Autant de signaux qui vont décomplexer ceux que des décennies de politiquement correct ont difficilement muselés, et qui sont de fait surexcités.

Autant de signaux qui vont donner une prime à l’inexpérience, au simplisme, à la caricature, à l’outrance. Autant de signaux qui font que les modérés sont devenus inaudibles, parce qu’il est bien tard. L’intelligence et l’exigence ne pèseront pas lourd face au premier venu qui annoncera de la façon la plus violente la plus primaire des solutions.

 

Les gens sont fatigués et las d’un monde qu’il ne semble plus possible de changer. Et les loups se repaissent de cette fatigue.

A ce devoir de faire son examen de conscience, auxquels manquent à peu près l’ensemble de nos élites, à ce courage absent depuis des décennies, répondra si nous ne réagissons pas immédiatement : le pire. Le pire c’est ce que nous avons hélas toujours connu. Le pire c’est la guerre.

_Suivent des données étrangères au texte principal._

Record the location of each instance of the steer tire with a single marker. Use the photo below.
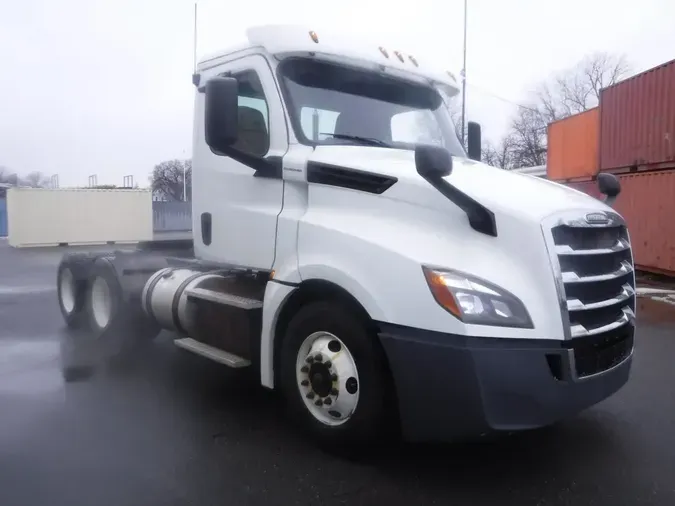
(116, 319)
(368, 423)
(71, 287)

En ce jour particulier où nos nations commémorent la paix, n’oublions pas, dans le confort de nos petites vies, que la paix n’est qu’une fragile période de répit entre deux guerres.

Et qu’il appartient à chacun d’entre nous de mesurer comment on se sert de cette arme qui s’appelle le bulletin de vote et quelles en sont les conséquences potentielles.

Je voudrais terminer par cette citation de tobias Stone, un historien américain :

«Et puis, après la Guerre qui devait mettre fin à toutes les Guerres, nous en avons eu une autre. Encore une fois, pour un historien, c’était très prévisible. Poussez les gens à croire qu’ils ont perdu le contrôle de leur pays et de leur destin, ils vont chercher un bouc émissaire, puis un leader charismatique va s’approprier cet état d’esprit du peuple et désigner la forme que prendra ce bouc émissaire. Il va tenir des discours très généraux et cultiver la colère et la haine. Bientôt, les masses commenceront à agir comme un seul homme, sans qu’aucune logique ne conduise leurs actions, et plus rien ne pourra être arrêté.»